Common Mistakes & Tips

• Sign Errors in Vector Operations: Be meticulous with positive and negative signs when calculating vector components, especially in the cross product. A single sign error can drastically alter the result.
• Order of Cross Product: While $|\vec{PQ} \times \vec{QR}| = |\vec{QR} \times \vec{PQ}|$, ensure consistent order within the determinant expansion to avoid errors.
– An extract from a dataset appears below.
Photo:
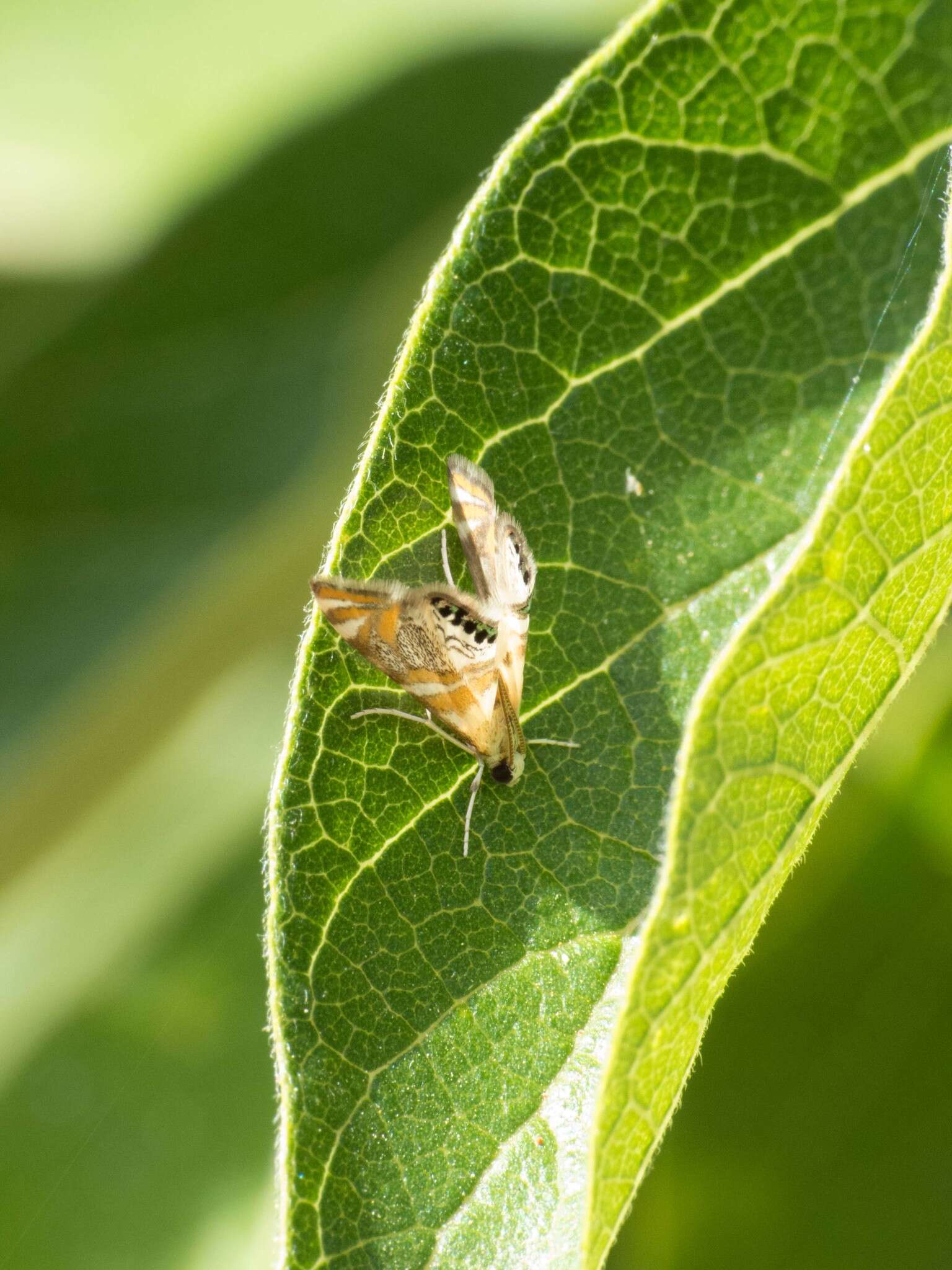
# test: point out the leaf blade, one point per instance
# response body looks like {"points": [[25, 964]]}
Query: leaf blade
{"points": [[918, 399], [501, 361]]}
The magnitude will be the same, but the vector direction will be opposite.
• Simplifying Radicals: When calculating magnitudes, factoring out common terms (like $18^2$ in this case) before squaring and summing can significantly simplify arithmetic and prevent calculation errors with large numbers.
• Conceptual Link: Always remember why you are using a particular formula (e.g., dot product for perpendicularity, midpoint for image). This reinforces understanding and helps debug your steps.

---

Summary

The problem required us to first find the image of a point in a line, which was achieved by finding the foot of the perpendicular from the point to the line (using the dot product condition for orthogonality) and then using the midpoint formula. Once the coordinates of the image point were determined, we calculated the area of the triangle formed by the three points using the magnitude of the cross product of two side vectors. Finally, we used the given relation between the area squared and K to solve for K. All steps were executed carefully, leading to the value of K.

The final answer is $\boxed{81}$, which corresponds to option (B).